In the coming months -- with a new fight over the federal budget, the Supreme Court's review of health-care reform and the November elections -- the battle in the United States will pit not just political parties and economic ideologies against one another -- but competing national narratives of how and why the United States was founded.
Indeed, it is that conflict over the American narrative that may well determine the outcome of the presidential election and the future direction of the United States. Yet, this dispute over the Founders' vision is rarely debated in the mainstream news media.
The argument does, however, inspire right-wing groups which obsess over "strict construction" of the Constitution and the "originalist" intent of the Founders. Such references also have become standard fare on the Republican campaign trail with the four remaining major candidates claiming to be in this fight to defend American "liberty."
On Saturday, for instance, ex-Sen. Rick Santorum declared that President Barack Obama's health-care reform is "a threat to the very essence of who America is." As the New York Times noted, "numbers like 1776 and 1860 increasingly pepper his speeches as he stresses the historical urgency of his candidacy."
The Right's historical narrative holds that the Founders designed the United States to have a weak central government barred from confronting most domestic problems (though with broad powers for defense). Under this "free-market" system, wealthy business interests had the "liberty" to set their own rules and the average citizen had the "freedom" to make his way the best he could.
There is, of course, a counter-narrative, but Democrats and progressives rarely make it, preferring to cede the history to the Right and to argue that the Founders couldn't possibly have anticipated the complex problems of the modern age.
Still, the counter-narrative to the GOP mythology is grounded in solid history. Indeed, the evidence is that most constitutional framers were pragmatic men interested in building a strong nation. They also were fed up with the weak central government under the Articles of Confederation. They surely weren't anti-government ideologues.
In the Constitution, they created a robust central authority, stating in the preamble the explicit responsibility of the government "to promote the general Welfare." The document also granted the federal government broad domestic powers, including authority to regulate interstate commerce, the so-called Commerce Clause.
Framing the Commerce Clause
Plus, the Commerce Clause was not some afterthought at the Constitutional Convention in 1787. It was presented as one of the new federal powers in James Madison's Virginia plan on the first day of substantive debate. It also was considered one of the least controversial features of the new governing framework.
Indeed, constitutional architect Madison had been maneuvering to give this power to the federal government for years, seeking such a change in the Articles of Confederation, which governed the United States from 1777 to 1787.
Madison "sponsored a resolution instructing Virginia congressmen to vote to give the federal government the authority to regulate commerce for twenty-five years," noted Chris DeRose in Founding Rivals, a resolution that won the support of Gen. George Washington, one of the fiercest critics of the weak central government in the Articles of Confederation.

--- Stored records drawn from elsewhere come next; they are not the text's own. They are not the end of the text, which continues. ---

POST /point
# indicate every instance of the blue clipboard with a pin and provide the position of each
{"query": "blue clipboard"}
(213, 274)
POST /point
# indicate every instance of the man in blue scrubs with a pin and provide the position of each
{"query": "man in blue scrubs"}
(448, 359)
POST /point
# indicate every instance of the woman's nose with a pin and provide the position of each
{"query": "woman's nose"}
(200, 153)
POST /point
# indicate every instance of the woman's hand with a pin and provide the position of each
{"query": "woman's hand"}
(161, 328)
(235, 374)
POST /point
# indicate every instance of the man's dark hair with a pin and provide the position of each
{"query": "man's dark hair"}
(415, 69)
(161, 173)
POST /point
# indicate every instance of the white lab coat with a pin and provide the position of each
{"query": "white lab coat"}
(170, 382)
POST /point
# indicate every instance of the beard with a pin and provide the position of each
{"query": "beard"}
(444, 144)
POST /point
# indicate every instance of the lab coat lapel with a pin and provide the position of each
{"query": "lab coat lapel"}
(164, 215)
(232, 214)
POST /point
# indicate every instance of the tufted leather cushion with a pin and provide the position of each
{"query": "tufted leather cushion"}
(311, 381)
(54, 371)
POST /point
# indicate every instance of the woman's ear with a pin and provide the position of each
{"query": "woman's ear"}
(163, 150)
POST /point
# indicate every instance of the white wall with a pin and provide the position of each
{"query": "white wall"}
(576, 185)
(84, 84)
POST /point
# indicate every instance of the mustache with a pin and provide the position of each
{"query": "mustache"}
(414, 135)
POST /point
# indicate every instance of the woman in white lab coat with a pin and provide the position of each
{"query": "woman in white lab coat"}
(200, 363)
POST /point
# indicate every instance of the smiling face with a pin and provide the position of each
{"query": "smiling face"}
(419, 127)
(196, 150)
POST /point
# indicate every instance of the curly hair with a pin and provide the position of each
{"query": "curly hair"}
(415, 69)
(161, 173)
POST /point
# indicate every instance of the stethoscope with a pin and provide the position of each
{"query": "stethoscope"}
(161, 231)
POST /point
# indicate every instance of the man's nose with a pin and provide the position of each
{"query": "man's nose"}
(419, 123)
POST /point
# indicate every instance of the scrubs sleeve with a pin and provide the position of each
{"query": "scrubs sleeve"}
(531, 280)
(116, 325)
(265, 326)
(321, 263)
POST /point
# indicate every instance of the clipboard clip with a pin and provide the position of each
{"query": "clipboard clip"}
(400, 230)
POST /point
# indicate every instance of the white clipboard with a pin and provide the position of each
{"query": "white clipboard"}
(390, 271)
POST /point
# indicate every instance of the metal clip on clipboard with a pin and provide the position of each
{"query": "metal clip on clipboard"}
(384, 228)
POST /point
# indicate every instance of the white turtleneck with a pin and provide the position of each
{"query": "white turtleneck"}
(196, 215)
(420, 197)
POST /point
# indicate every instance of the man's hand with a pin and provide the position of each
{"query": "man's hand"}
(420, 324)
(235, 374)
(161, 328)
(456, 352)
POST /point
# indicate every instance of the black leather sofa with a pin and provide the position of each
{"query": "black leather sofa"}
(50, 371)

Because the Articles' structure of 13 "independent" and "sovereign" states had left Washington's soldiers starving and desperate -- when the states reneged on promised funding -- Washington advocated a much stronger central government.
Regarding Madison's commerce idea, Washington wrote that...
"the proposition in my opinion is so self evident that I confess I am at a loss to discover wherein lies the weight of the objection to the measure. We are either a united people, or we are not. If the former, let us, in all matters of a general concern act as a nation, which have national objects to promote, and a national character to support. If we are not, let us no longer act a farce by pretending it to be."
When the Virginia legislature slashed Madison's proposal for federal control of commerce from 25 years to 13 years, he voted against it as insufficient. His thoughts then turned to a more drastic scheme for consolidating power in the hands of the federal government, a constitutional convention, albeit under the guise of simply proposing some changes to the Articles.